The first people who went to America, the so-called Founding Fathers, were not the elite of the United Kingdom. They were not the most educated. People who were treated badly, segregated from society, who could not have a good life there, risked their lives to go across the ocean. Two hundred years ago, going across the Atlantic was almost like leaving the world. People took the risk because their lives there were bad and without possibility. When they first came to North America, they saw a lush, limitless land. From water to land, they splurged on everything. Agriculture, construction, and everything else was supersize because they were working out their former poverty.

This happens in every society, but unfortunately, that culture continued to grow in the same mode, and the whole world is taking to it. I am not questioning the morality of it – I am only questioning the practicality of it. I don’t say this is right or wrong. Everyone could live the way they want, if only we had sufficient resources. At the beginning of the 20th century, we were only 1.6 billion people. Today, we are 7.2 billion people. The United Nations predicts that by 2050, we will be 9.6 billion people. If we really want to splurge and do whatever we want, we must at least reduce our population. If you as a generation do not produce children, you can consume. But if you want the world population to grow and billions of people to consume, it is nothing short of suicide.
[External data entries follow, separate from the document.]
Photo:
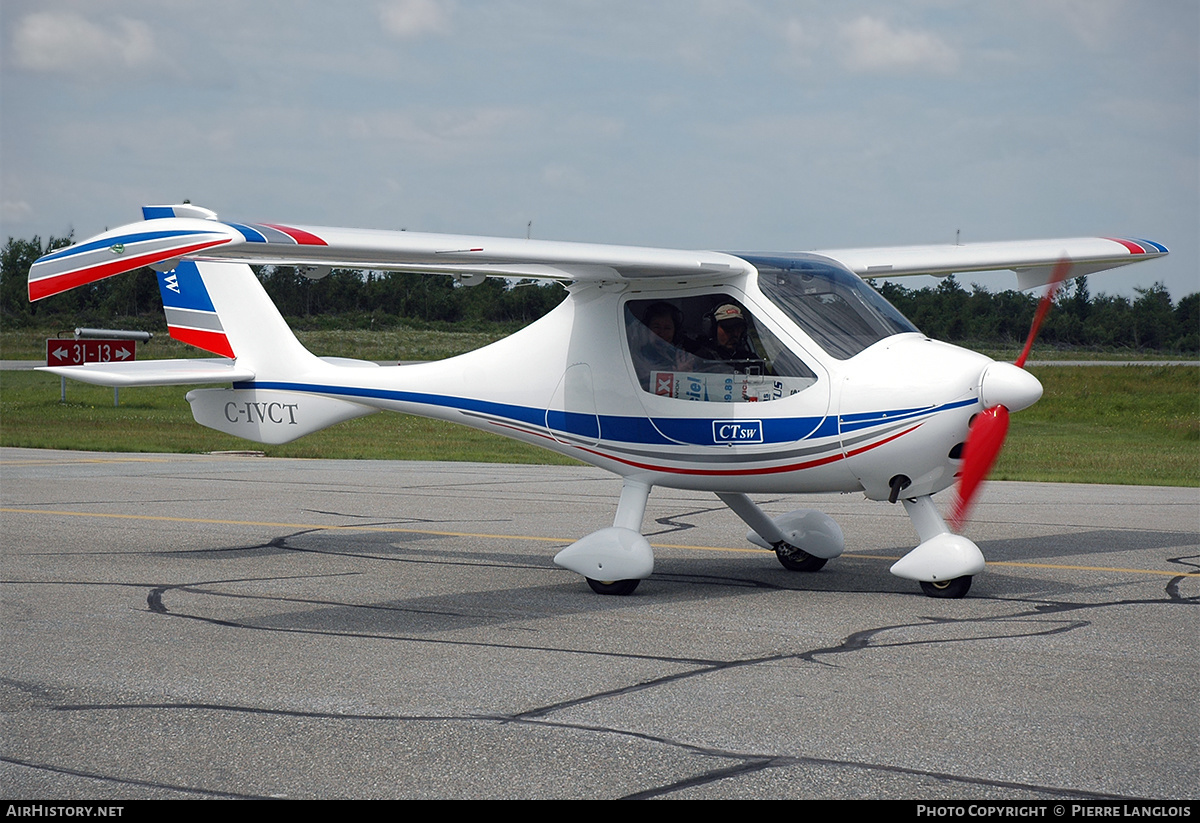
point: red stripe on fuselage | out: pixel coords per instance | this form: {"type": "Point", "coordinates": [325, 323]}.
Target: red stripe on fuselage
{"type": "Point", "coordinates": [737, 473]}
{"type": "Point", "coordinates": [47, 287]}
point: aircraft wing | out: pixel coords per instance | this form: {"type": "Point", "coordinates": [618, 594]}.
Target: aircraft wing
{"type": "Point", "coordinates": [1031, 259]}
{"type": "Point", "coordinates": [173, 233]}
{"type": "Point", "coordinates": [156, 372]}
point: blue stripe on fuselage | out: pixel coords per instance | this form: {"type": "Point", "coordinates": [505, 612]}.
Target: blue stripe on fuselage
{"type": "Point", "coordinates": [618, 428]}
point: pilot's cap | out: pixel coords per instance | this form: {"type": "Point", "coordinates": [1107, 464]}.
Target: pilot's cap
{"type": "Point", "coordinates": [727, 312]}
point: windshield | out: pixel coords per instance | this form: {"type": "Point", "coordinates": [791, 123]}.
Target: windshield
{"type": "Point", "coordinates": [833, 305]}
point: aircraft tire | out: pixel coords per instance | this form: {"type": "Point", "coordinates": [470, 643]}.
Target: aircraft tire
{"type": "Point", "coordinates": [952, 589]}
{"type": "Point", "coordinates": [613, 587]}
{"type": "Point", "coordinates": [796, 559]}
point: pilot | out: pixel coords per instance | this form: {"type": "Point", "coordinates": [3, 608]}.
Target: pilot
{"type": "Point", "coordinates": [729, 340]}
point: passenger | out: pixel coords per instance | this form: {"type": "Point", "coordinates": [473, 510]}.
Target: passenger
{"type": "Point", "coordinates": [661, 353]}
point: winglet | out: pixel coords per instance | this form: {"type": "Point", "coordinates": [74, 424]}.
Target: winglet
{"type": "Point", "coordinates": [148, 244]}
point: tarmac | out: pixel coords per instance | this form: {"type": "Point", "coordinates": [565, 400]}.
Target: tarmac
{"type": "Point", "coordinates": [223, 626]}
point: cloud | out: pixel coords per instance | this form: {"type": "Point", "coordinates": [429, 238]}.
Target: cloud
{"type": "Point", "coordinates": [412, 18]}
{"type": "Point", "coordinates": [69, 43]}
{"type": "Point", "coordinates": [874, 46]}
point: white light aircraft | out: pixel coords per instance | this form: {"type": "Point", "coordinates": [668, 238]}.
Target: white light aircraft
{"type": "Point", "coordinates": [735, 373]}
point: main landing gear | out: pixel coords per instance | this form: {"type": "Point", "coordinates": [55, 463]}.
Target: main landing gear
{"type": "Point", "coordinates": [616, 559]}
{"type": "Point", "coordinates": [797, 559]}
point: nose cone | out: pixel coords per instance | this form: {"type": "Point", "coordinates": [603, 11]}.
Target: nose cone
{"type": "Point", "coordinates": [1005, 384]}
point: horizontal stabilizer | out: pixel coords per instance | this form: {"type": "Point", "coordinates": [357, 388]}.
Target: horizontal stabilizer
{"type": "Point", "coordinates": [156, 372]}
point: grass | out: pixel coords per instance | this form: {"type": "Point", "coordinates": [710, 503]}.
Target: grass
{"type": "Point", "coordinates": [1137, 425]}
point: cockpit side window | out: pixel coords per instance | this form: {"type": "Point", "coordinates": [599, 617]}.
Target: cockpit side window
{"type": "Point", "coordinates": [709, 348]}
{"type": "Point", "coordinates": [834, 306]}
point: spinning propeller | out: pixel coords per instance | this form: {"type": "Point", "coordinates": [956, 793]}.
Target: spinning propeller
{"type": "Point", "coordinates": [1002, 386]}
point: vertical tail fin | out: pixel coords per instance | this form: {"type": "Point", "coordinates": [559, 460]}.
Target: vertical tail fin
{"type": "Point", "coordinates": [221, 307]}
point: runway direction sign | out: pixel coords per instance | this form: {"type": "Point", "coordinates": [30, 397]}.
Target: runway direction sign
{"type": "Point", "coordinates": [70, 352]}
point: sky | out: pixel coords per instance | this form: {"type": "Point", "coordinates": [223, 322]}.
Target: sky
{"type": "Point", "coordinates": [765, 125]}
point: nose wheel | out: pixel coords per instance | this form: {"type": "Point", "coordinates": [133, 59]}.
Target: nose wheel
{"type": "Point", "coordinates": [951, 589]}
{"type": "Point", "coordinates": [613, 587]}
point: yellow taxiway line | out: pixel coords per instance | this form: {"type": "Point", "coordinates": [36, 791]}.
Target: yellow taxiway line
{"type": "Point", "coordinates": [551, 540]}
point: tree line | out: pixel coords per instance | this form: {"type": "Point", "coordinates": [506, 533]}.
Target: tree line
{"type": "Point", "coordinates": [352, 299]}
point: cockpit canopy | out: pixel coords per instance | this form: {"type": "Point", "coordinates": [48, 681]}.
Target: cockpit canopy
{"type": "Point", "coordinates": [838, 310]}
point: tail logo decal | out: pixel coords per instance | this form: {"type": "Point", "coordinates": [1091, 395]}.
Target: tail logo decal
{"type": "Point", "coordinates": [191, 317]}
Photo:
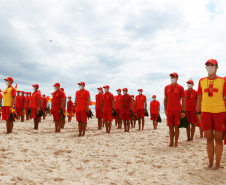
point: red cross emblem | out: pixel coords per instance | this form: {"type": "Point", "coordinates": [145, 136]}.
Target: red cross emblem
{"type": "Point", "coordinates": [211, 90]}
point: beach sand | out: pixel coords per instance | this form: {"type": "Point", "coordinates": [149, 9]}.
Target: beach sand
{"type": "Point", "coordinates": [138, 157]}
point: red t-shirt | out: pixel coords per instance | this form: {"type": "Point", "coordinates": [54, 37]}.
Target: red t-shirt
{"type": "Point", "coordinates": [69, 104]}
{"type": "Point", "coordinates": [118, 101]}
{"type": "Point", "coordinates": [154, 105]}
{"type": "Point", "coordinates": [174, 95]}
{"type": "Point", "coordinates": [98, 101]}
{"type": "Point", "coordinates": [141, 99]}
{"type": "Point", "coordinates": [27, 100]}
{"type": "Point", "coordinates": [107, 101]}
{"type": "Point", "coordinates": [81, 99]}
{"type": "Point", "coordinates": [125, 101]}
{"type": "Point", "coordinates": [34, 99]}
{"type": "Point", "coordinates": [191, 100]}
{"type": "Point", "coordinates": [17, 103]}
{"type": "Point", "coordinates": [56, 100]}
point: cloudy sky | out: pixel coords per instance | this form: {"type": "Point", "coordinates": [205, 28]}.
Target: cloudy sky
{"type": "Point", "coordinates": [133, 44]}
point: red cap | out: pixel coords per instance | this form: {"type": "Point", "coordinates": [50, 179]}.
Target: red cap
{"type": "Point", "coordinates": [174, 74]}
{"type": "Point", "coordinates": [190, 82]}
{"type": "Point", "coordinates": [212, 61]}
{"type": "Point", "coordinates": [9, 79]}
{"type": "Point", "coordinates": [81, 83]}
{"type": "Point", "coordinates": [106, 86]}
{"type": "Point", "coordinates": [35, 85]}
{"type": "Point", "coordinates": [56, 84]}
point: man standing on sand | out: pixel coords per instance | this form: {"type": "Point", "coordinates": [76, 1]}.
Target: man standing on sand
{"type": "Point", "coordinates": [154, 111]}
{"type": "Point", "coordinates": [118, 108]}
{"type": "Point", "coordinates": [82, 101]}
{"type": "Point", "coordinates": [212, 112]}
{"type": "Point", "coordinates": [98, 108]}
{"type": "Point", "coordinates": [35, 105]}
{"type": "Point", "coordinates": [140, 106]}
{"type": "Point", "coordinates": [190, 109]}
{"type": "Point", "coordinates": [173, 109]}
{"type": "Point", "coordinates": [57, 106]}
{"type": "Point", "coordinates": [9, 98]}
{"type": "Point", "coordinates": [108, 108]}
{"type": "Point", "coordinates": [69, 108]}
{"type": "Point", "coordinates": [126, 107]}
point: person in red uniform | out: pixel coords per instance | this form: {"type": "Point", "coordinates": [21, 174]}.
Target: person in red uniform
{"type": "Point", "coordinates": [140, 106]}
{"type": "Point", "coordinates": [212, 112]}
{"type": "Point", "coordinates": [98, 108]}
{"type": "Point", "coordinates": [9, 98]}
{"type": "Point", "coordinates": [126, 107]}
{"type": "Point", "coordinates": [35, 105]}
{"type": "Point", "coordinates": [65, 100]}
{"type": "Point", "coordinates": [108, 108]}
{"type": "Point", "coordinates": [190, 109]}
{"type": "Point", "coordinates": [57, 106]}
{"type": "Point", "coordinates": [118, 108]}
{"type": "Point", "coordinates": [44, 105]}
{"type": "Point", "coordinates": [17, 104]}
{"type": "Point", "coordinates": [69, 108]}
{"type": "Point", "coordinates": [174, 111]}
{"type": "Point", "coordinates": [21, 105]}
{"type": "Point", "coordinates": [27, 104]}
{"type": "Point", "coordinates": [133, 120]}
{"type": "Point", "coordinates": [82, 101]}
{"type": "Point", "coordinates": [154, 111]}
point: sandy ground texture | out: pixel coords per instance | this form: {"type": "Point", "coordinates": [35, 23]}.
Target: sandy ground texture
{"type": "Point", "coordinates": [138, 157]}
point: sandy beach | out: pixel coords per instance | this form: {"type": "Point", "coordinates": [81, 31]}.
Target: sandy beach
{"type": "Point", "coordinates": [138, 157]}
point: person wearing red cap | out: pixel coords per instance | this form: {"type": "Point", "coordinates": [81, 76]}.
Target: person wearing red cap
{"type": "Point", "coordinates": [118, 108]}
{"type": "Point", "coordinates": [17, 104]}
{"type": "Point", "coordinates": [69, 108]}
{"type": "Point", "coordinates": [174, 111]}
{"type": "Point", "coordinates": [27, 104]}
{"type": "Point", "coordinates": [98, 108]}
{"type": "Point", "coordinates": [108, 108]}
{"type": "Point", "coordinates": [154, 111]}
{"type": "Point", "coordinates": [190, 109]}
{"type": "Point", "coordinates": [82, 101]}
{"type": "Point", "coordinates": [44, 105]}
{"type": "Point", "coordinates": [57, 106]}
{"type": "Point", "coordinates": [133, 120]}
{"type": "Point", "coordinates": [212, 112]}
{"type": "Point", "coordinates": [35, 105]}
{"type": "Point", "coordinates": [126, 107]}
{"type": "Point", "coordinates": [140, 106]}
{"type": "Point", "coordinates": [9, 98]}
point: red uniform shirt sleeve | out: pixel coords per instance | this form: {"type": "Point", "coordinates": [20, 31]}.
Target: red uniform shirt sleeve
{"type": "Point", "coordinates": [200, 89]}
{"type": "Point", "coordinates": [13, 92]}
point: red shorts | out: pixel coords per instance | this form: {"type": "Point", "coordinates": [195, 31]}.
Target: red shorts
{"type": "Point", "coordinates": [125, 116]}
{"type": "Point", "coordinates": [81, 116]}
{"type": "Point", "coordinates": [140, 113]}
{"type": "Point", "coordinates": [154, 117]}
{"type": "Point", "coordinates": [99, 113]}
{"type": "Point", "coordinates": [118, 111]}
{"type": "Point", "coordinates": [5, 113]}
{"type": "Point", "coordinates": [215, 121]}
{"type": "Point", "coordinates": [173, 118]}
{"type": "Point", "coordinates": [33, 112]}
{"type": "Point", "coordinates": [19, 110]}
{"type": "Point", "coordinates": [107, 116]}
{"type": "Point", "coordinates": [191, 116]}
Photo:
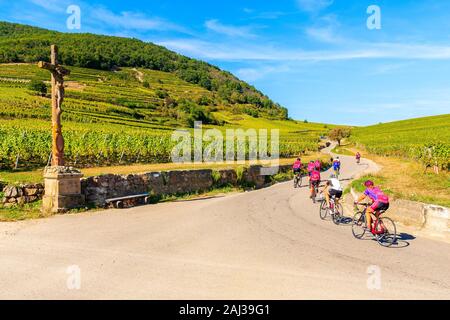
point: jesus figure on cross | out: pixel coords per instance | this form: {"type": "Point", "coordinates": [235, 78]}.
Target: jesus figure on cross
{"type": "Point", "coordinates": [58, 73]}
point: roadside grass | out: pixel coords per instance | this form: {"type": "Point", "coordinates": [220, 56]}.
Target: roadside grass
{"type": "Point", "coordinates": [342, 150]}
{"type": "Point", "coordinates": [404, 179]}
{"type": "Point", "coordinates": [35, 176]}
{"type": "Point", "coordinates": [27, 211]}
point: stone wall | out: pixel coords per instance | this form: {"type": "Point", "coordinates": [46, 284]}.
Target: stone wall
{"type": "Point", "coordinates": [22, 194]}
{"type": "Point", "coordinates": [98, 189]}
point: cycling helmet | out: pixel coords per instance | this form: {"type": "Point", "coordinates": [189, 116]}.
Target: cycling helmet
{"type": "Point", "coordinates": [368, 183]}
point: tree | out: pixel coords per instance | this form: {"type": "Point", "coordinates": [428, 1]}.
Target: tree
{"type": "Point", "coordinates": [39, 87]}
{"type": "Point", "coordinates": [337, 134]}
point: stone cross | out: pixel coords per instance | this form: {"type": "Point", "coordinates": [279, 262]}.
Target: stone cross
{"type": "Point", "coordinates": [58, 73]}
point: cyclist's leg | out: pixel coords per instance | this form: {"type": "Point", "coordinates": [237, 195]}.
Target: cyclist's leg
{"type": "Point", "coordinates": [327, 198]}
{"type": "Point", "coordinates": [370, 210]}
{"type": "Point", "coordinates": [337, 198]}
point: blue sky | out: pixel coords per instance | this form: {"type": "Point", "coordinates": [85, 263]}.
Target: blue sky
{"type": "Point", "coordinates": [315, 57]}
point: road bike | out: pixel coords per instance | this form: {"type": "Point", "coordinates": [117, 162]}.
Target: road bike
{"type": "Point", "coordinates": [315, 191]}
{"type": "Point", "coordinates": [382, 229]}
{"type": "Point", "coordinates": [297, 180]}
{"type": "Point", "coordinates": [335, 210]}
{"type": "Point", "coordinates": [336, 172]}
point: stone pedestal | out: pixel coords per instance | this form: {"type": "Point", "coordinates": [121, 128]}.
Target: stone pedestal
{"type": "Point", "coordinates": [62, 189]}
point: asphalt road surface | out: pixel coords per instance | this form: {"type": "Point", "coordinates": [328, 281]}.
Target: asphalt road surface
{"type": "Point", "coordinates": [264, 244]}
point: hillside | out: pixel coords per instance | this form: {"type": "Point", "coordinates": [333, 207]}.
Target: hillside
{"type": "Point", "coordinates": [409, 139]}
{"type": "Point", "coordinates": [26, 44]}
{"type": "Point", "coordinates": [119, 117]}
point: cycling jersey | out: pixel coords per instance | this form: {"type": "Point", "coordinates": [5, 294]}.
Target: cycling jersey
{"type": "Point", "coordinates": [317, 164]}
{"type": "Point", "coordinates": [315, 175]}
{"type": "Point", "coordinates": [336, 164]}
{"type": "Point", "coordinates": [297, 165]}
{"type": "Point", "coordinates": [376, 195]}
{"type": "Point", "coordinates": [335, 184]}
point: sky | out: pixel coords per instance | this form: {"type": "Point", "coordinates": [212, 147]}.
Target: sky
{"type": "Point", "coordinates": [318, 58]}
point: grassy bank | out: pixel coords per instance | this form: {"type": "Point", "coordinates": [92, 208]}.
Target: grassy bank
{"type": "Point", "coordinates": [405, 179]}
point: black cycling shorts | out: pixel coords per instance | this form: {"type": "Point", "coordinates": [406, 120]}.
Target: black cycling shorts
{"type": "Point", "coordinates": [335, 193]}
{"type": "Point", "coordinates": [314, 183]}
{"type": "Point", "coordinates": [379, 206]}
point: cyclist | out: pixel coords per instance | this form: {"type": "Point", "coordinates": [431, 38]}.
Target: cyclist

If instead of leaving it to the predictions that by 2050, we will be close to 10 billion people, we consciously aim at being 3.5 billion people by 2050 – not by killing anyone, but by reducing the reproduction process – you don’t have to be that concerned about what individual people are doing. Another thing is, if there is more space in the world, there will be less need to imitate someone else. Right now, since most people live in crammed places, what someone else does immediately affects us – right away, we compare and upgrade our stuff too. If one kid has a certain thing, all other kids want to have it too. If there was a little more space, this consumerism would reduce, but that space is only possible if you work on the population numbers.

If we try to work on human aspirations, we will never succeed. You cannot control human aspirations, but you can control human populations. Right now, they are consuming, but they are not consuming enough contraceptives.